In the manifesto, it says: “And our new £3 billion National Skills Fund, alongside other major investment in skills and training and our reforms to high-skilled immigration, will ensure that businesses can find and hire the workers they need.”
£1.8bn for college buildings
Prime minister Boris Johnson announced in November that the Conservative Party plans to invest £1.8 billion in a further education college rebuilding programme.
Mr Johnson said that the money would, over a five-year period, be used to make sure the entire FE college estate is in “good” – or category B – condition by refurbishing and redeveloping existing facilities and purchasing industry-standard equipment.
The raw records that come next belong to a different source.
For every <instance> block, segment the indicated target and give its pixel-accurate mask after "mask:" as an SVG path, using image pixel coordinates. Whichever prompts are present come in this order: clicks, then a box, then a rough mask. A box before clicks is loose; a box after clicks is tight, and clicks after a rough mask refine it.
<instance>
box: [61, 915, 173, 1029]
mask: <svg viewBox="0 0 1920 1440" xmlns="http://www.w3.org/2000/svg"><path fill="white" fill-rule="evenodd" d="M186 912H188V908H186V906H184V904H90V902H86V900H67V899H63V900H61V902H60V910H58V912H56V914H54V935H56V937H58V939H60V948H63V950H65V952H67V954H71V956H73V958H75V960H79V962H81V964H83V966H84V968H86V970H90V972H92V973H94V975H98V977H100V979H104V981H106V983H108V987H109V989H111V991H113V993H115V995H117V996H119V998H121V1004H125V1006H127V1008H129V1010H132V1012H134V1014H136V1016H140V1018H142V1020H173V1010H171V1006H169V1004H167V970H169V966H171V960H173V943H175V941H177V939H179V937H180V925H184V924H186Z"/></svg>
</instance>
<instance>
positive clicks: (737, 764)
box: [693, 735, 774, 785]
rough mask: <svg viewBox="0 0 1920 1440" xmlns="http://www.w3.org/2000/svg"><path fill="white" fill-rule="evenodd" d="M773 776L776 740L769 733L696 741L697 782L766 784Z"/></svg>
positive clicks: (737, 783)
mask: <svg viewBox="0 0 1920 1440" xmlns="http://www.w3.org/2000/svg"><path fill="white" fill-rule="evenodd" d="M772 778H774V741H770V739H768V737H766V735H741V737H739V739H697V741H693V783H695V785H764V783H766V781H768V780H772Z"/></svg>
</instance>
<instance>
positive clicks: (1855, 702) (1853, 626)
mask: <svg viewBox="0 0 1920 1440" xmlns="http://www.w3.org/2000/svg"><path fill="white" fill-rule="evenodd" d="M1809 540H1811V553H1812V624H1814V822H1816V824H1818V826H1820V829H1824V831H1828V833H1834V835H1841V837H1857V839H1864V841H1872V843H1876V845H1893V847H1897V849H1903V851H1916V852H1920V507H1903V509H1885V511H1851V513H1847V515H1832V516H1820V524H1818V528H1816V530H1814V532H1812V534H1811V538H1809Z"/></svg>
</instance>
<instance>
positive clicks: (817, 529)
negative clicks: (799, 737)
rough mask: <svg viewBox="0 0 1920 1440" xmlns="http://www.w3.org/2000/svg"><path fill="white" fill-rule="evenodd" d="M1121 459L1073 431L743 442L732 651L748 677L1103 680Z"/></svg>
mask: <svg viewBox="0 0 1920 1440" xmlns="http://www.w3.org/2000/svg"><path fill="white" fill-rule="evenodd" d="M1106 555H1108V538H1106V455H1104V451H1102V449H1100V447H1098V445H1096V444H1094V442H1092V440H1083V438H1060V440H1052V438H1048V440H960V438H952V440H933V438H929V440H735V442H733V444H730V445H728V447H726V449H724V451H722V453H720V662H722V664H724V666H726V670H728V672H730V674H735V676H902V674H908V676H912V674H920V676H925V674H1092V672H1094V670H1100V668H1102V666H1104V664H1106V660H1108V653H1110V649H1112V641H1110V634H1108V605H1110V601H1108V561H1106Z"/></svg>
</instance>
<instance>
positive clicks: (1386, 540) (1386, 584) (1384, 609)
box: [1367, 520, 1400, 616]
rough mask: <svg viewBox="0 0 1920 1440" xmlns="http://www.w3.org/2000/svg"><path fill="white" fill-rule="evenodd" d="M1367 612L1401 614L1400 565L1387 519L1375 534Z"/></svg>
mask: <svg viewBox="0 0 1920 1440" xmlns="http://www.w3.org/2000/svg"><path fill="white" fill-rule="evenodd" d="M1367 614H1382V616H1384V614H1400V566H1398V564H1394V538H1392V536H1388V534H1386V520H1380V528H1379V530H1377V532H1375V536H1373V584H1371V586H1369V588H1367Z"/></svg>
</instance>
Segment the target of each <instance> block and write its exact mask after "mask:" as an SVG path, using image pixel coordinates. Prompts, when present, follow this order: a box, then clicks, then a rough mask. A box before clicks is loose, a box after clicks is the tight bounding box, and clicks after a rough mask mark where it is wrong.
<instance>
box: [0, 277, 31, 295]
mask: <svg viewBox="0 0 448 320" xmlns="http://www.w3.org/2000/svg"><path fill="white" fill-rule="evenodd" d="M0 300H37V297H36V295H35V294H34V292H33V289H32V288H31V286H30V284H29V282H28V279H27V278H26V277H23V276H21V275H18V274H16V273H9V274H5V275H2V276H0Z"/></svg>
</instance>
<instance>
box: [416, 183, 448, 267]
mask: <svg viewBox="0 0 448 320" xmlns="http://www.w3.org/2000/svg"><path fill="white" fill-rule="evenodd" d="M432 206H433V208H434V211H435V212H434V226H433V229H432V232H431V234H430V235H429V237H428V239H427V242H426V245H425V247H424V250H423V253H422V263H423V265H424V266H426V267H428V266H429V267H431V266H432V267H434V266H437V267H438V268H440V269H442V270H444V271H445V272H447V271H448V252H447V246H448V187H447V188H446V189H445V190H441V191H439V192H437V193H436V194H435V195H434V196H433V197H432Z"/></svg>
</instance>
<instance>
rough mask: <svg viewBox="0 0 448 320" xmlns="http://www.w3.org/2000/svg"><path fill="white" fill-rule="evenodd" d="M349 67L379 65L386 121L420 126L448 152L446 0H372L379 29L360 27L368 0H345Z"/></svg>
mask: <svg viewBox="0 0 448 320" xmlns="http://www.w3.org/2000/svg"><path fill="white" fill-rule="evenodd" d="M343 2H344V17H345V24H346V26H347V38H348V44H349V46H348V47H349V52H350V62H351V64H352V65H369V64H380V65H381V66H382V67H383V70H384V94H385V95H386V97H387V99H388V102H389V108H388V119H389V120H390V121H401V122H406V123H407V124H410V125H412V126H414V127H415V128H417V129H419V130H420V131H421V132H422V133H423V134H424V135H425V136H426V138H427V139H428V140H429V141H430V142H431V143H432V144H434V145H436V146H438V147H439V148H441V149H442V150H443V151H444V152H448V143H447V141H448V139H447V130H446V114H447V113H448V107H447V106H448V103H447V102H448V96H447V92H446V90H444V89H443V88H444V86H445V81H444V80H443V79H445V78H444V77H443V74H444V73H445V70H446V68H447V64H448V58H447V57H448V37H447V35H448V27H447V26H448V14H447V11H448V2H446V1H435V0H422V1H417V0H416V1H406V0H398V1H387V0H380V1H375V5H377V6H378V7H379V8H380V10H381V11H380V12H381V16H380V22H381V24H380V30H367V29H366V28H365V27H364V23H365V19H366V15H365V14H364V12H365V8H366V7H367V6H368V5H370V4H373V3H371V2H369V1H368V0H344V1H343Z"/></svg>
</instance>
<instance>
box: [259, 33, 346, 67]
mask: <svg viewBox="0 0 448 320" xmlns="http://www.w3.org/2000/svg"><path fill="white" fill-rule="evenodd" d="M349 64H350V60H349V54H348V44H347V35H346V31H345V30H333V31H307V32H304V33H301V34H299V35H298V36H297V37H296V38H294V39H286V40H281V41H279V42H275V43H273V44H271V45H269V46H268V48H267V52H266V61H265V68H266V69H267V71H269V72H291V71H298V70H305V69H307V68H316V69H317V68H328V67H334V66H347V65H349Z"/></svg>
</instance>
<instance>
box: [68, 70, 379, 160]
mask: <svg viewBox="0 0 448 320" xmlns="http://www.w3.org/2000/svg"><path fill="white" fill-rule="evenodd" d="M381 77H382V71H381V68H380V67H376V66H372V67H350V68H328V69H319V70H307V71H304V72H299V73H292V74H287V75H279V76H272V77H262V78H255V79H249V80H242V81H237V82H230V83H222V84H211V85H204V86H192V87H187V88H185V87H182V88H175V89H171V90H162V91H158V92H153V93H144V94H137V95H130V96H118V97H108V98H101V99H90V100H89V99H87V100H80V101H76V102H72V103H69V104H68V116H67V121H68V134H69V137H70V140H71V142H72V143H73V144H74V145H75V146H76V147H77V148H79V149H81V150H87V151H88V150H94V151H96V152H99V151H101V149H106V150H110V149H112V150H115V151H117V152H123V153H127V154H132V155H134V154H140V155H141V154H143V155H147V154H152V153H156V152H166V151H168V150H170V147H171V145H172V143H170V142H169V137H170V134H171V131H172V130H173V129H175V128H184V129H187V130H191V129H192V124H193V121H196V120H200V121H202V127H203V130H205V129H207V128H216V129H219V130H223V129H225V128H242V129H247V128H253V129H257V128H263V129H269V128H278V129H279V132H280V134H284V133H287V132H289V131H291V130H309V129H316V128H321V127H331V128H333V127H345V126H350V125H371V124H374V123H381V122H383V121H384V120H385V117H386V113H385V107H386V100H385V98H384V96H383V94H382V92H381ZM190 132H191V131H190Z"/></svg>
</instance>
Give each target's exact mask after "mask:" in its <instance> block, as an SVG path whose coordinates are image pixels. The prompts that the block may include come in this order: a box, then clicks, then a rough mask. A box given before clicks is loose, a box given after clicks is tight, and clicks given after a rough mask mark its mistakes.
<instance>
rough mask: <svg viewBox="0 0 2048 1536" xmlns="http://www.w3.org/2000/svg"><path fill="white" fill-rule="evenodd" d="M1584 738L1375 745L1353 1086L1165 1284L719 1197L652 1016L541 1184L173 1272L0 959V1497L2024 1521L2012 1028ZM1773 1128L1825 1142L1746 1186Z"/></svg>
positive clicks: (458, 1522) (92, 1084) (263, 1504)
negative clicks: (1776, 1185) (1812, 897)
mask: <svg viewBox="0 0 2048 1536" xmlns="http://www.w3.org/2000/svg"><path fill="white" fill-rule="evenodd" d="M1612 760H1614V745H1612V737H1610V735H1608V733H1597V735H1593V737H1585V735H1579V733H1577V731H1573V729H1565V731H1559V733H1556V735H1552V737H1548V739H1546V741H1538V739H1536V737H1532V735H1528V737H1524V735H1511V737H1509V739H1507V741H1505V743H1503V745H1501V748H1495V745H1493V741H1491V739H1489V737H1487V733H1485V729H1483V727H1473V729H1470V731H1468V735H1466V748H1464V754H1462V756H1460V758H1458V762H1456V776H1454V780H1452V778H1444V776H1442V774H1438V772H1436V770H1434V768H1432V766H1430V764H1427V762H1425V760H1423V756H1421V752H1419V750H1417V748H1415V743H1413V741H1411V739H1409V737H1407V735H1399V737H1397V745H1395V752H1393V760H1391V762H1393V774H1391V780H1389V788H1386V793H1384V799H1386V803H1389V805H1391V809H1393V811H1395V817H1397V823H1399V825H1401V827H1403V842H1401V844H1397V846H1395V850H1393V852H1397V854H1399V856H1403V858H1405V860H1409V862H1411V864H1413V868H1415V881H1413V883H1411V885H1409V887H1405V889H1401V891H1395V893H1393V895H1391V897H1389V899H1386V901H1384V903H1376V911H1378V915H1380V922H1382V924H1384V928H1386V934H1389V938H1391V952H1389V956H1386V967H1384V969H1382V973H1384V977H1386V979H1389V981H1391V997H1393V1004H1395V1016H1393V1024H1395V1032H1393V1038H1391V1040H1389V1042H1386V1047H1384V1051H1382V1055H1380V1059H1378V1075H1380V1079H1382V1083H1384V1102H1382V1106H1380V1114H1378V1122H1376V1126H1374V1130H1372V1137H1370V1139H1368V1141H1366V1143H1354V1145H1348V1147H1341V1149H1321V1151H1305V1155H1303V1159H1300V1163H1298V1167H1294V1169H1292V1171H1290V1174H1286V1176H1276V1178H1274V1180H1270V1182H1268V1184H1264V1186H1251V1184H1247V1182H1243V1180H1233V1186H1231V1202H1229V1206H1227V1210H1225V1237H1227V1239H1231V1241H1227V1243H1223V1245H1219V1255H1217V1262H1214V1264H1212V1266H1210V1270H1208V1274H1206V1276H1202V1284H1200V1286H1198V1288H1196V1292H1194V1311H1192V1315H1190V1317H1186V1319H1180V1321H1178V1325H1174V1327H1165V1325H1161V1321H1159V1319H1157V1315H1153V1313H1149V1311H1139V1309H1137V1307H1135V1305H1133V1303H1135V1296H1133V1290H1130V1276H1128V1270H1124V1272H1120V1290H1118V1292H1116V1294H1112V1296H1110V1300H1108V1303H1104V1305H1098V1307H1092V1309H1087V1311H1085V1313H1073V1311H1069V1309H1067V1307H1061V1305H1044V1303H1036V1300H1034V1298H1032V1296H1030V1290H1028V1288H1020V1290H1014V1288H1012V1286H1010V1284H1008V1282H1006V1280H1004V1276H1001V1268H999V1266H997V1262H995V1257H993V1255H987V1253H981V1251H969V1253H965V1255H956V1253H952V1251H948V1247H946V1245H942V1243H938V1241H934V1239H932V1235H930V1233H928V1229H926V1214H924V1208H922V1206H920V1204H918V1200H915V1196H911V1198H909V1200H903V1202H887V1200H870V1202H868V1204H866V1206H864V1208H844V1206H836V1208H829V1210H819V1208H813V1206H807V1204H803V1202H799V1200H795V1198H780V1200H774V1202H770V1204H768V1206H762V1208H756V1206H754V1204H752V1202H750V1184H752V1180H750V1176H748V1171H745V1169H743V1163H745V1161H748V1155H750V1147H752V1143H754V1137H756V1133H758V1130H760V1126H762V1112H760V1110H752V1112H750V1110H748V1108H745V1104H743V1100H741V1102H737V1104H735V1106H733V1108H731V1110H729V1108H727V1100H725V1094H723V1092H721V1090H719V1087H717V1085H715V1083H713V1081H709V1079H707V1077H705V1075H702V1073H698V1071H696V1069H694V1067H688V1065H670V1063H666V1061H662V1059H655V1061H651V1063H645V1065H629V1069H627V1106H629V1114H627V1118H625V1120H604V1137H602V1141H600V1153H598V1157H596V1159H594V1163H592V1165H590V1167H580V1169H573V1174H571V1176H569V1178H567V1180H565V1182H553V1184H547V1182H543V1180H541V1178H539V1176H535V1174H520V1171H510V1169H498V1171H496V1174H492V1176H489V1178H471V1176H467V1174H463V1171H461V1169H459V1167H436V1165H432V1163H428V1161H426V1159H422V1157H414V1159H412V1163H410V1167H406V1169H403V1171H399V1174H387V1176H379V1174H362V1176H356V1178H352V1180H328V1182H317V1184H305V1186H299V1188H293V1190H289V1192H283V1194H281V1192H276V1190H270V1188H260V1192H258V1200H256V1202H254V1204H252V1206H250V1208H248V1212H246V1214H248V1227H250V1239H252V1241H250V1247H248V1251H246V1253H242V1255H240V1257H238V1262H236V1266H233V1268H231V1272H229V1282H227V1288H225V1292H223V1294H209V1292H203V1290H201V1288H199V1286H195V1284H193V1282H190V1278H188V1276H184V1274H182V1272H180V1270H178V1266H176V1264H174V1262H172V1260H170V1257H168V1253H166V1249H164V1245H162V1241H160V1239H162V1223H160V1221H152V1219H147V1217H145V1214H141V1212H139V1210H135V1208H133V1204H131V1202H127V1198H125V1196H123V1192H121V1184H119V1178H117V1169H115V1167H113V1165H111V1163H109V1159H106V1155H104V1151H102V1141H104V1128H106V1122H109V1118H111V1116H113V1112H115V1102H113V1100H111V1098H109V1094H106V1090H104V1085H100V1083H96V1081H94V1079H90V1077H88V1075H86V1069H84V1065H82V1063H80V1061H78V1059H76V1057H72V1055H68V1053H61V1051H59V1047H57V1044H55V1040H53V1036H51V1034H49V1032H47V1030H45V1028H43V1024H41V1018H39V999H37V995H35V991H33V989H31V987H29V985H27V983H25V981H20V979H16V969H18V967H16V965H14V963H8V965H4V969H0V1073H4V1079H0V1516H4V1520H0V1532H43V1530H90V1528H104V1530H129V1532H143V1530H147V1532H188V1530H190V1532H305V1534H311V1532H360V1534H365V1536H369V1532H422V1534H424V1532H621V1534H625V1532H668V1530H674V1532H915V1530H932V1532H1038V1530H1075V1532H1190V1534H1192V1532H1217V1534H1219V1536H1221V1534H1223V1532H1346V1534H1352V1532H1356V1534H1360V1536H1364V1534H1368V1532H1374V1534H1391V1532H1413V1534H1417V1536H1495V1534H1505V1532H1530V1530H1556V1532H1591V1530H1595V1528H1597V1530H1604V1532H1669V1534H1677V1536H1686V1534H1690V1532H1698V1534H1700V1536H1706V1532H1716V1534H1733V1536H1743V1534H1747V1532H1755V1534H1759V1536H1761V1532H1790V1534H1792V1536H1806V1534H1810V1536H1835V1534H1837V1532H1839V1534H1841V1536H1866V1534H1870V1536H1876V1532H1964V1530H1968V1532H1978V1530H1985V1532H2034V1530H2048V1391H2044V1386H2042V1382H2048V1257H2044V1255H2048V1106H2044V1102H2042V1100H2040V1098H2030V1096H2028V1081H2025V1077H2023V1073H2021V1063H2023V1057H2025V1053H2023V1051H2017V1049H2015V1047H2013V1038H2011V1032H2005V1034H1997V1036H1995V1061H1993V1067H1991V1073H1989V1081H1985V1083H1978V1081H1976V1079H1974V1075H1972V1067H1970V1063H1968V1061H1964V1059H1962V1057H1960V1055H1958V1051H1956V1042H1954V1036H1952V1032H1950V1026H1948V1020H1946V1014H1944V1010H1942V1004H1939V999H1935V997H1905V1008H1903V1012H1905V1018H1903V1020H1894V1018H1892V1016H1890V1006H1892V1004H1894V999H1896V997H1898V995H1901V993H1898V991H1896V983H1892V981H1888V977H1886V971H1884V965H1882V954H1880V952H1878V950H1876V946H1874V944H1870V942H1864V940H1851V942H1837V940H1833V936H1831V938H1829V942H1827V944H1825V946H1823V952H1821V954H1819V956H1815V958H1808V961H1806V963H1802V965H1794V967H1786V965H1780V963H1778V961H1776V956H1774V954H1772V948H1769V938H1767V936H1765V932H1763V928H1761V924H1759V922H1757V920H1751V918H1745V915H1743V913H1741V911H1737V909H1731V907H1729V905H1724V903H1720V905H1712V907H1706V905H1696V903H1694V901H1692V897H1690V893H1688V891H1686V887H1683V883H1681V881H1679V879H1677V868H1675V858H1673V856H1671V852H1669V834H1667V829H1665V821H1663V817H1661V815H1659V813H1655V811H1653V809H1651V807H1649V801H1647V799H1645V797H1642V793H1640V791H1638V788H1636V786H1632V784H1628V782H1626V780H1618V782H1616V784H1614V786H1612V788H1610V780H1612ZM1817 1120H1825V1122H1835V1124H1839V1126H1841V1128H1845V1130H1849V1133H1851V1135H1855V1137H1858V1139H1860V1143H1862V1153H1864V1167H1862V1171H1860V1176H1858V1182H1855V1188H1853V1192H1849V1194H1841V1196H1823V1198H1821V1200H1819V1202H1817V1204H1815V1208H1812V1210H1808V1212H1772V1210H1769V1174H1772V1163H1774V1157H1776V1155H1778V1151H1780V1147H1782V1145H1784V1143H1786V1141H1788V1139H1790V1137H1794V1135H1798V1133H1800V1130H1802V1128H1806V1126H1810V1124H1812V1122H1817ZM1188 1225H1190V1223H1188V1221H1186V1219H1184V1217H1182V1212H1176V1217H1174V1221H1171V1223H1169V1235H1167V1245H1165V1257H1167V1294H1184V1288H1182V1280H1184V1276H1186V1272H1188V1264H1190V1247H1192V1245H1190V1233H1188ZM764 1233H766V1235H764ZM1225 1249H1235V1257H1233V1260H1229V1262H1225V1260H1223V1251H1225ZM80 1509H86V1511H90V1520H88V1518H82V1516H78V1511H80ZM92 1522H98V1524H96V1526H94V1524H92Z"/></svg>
The manifesto says: “Just as universities have been transformed by significant long-term investment over the last few decades, we need to make sure local colleges are equally excellent places for people to learn. We are therefore investing almost £2 billion to upgrade the entire further education college estate.”
It also states that, as well as encouraging investment in physical building and equipment, they will help employers invest in skills and look at how to improve the working of the apprenticeship levy.
The Augar review
The manifesto says that the Augar review made “thoughtful recommendations on tuition fee levels, the balance of funding between universities, further education and apprenticeships and adult learning” – and pledged to “consider them carefully”.
On adult education – which featured heavily in both Labour and Lib Dems’ plans – the Conservative party pledged to “invest in local adult education and require the Office for Students to look at universities’ success in increasing access across all ages, not just young people entering full-time undergraduate degrees.”
Although it’s not mentioned in the manifesto, the Conservatives did also announce plans to create a dedicated Prison Education Service focused on work-based training and skills in November.
The policy is part of a programme of prison reform that the party says would “give better chances to offenders once they have been released, double the number of prisoners in employment six weeks after release and reduce reoffending”.
Under a Conservative government, the new Prison Education Service would oversee education and skills training across all jails. It would build upon the new prison education framework issued in April 2019 and “provide a new focus across the whole system on raising educational standards of all prisoners serving sentences in England and Wales”.